As mentioned before, trainable parameters should be a `Variable` instances, because computation graphs can change the values of a `Variable`, but not of a `Tensor` (this allows to make a single graph for a training step, or even for the whole training of a neural network).

## High-level interfaces

So far we have focused on the core concepts, but for many common tasks, there are helper functions and classes in the [keras](https://keras.io) library, which is now included in Tensorflow as `tensorflow.keras` module.
There is a wealth of documentation and examples on its website, and in the Tensorflow documentation [tf.keras](https://www.tensorflow.org/guide/keras/overview) 
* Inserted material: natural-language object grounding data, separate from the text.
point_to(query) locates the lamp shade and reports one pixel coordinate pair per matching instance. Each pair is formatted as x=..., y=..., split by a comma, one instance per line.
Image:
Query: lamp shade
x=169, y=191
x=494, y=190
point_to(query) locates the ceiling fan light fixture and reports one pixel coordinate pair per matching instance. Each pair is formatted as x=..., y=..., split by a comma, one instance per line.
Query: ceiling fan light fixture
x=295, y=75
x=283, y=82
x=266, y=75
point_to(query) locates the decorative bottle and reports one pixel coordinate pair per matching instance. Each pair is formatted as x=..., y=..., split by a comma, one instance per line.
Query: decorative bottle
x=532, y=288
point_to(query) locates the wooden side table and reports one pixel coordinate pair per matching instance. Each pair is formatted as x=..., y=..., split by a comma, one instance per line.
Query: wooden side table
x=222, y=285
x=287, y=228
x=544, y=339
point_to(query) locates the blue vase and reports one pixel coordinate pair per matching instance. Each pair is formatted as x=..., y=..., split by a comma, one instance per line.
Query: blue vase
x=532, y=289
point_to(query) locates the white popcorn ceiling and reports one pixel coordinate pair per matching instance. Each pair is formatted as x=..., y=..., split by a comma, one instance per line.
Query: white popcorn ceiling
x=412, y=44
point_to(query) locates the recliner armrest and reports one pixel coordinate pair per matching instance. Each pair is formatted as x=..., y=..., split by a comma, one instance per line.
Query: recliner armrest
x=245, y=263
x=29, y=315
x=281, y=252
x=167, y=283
The core class is [`Model`](https://www.tensorflow.org/api_docs/python/tf/keras/Model), which represents a neural network, and provides a lot of useful common functionality (e.g. using predefined minimizers, splitting out a test dataset, keeping track of training and test loss).
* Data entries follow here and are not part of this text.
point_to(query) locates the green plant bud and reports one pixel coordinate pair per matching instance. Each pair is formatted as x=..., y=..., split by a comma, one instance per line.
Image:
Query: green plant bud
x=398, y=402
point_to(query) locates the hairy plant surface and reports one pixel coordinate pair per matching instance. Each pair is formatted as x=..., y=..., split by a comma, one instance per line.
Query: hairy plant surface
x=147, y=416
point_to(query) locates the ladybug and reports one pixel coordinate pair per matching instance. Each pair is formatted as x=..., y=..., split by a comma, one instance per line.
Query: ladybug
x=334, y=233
Building a neural network is very easy with the [sequential model](https://www.tensorflow.org/guide/keras/sequential_model): all we need to specify the number of nodes in each layer, the activation function, and the type of layer. A simple regression model looks like this:

In [None]:
import tensorflow as tf
from matplotlib import pyplot as plt

x0 = tf.linspace(-8., 8., 2048)
x_learning = tf.reshape(tf.random.shuffle(x0), (2048, 1))
y_learning = ( tf.sin(x_learning)
              + tf.random.normal(x_learning.shape)*.1 )

# construct the model
nn1 = tf.keras.Sequential([
    tf.keras.layers.Lambda(lambda x : .1*x),
    tf.keras.layers.Dense(128, activation="relu",
                          bias_initializer="glorot_uniform"),
    tf.keras.layers.Dense(1, activation="sigmoid"),
    tf.keras.layers.Lambda(lambda x : 2.2*x-1.1)
])

Tricks used:
- `bias_initializer="glorot_uniform"` initializes the biases with random values; normally this is only done for the weights, and here it really helps (it will help the different nodes to look at different pieces of the curve).
- Since the sigmoid will only asymptotically tend to 1, we scale it by 1.1, such that it can reach the extreme values of the sine function,
- and we scale the inputs by a factor ten such that they are of the order 1. 

Training and plotting the results can then be obtained by (output is turned off with `verbose=0`, otherwise we would get 500 lines printed with the progress of the training):

In [None]:
# construct graph and train
optimizer = tf.keras.optimizers.SGD(learning_rate=0.085)
nn1.compile(optimizer=optimizer, loss="mse")
nn1.fit(x_learning, y_learning, batch_size=32, epochs=250,
          validation_split=.2, verbose=0)

# plot
plt.scatter(x_learning, y_learning, label="Training data", s=1)
plt.plot(x0, tf.sin(x0), label="y(x)", color="k")
plt.plot(x0, nn1(tf.reshape(x0, (2048,1))),
         label="learned y(x)", color="orange")
plt.legend()

Plotting the training curves:

In [None]:
plt.plot(nn1.history.history["loss"], label="Training loss")
plt.plot(nn1.history.history["val_loss"], label="Validation loss")
plt.legend()

For more complex layouts, there is also the [functional API](https://www.tensorflow.org/guide/keras/functional), which allows to construct a neural network by applying functions on a set of input nodes (the `Model` is then constructed with a list of input and output nodes, and behaves the same otherwise).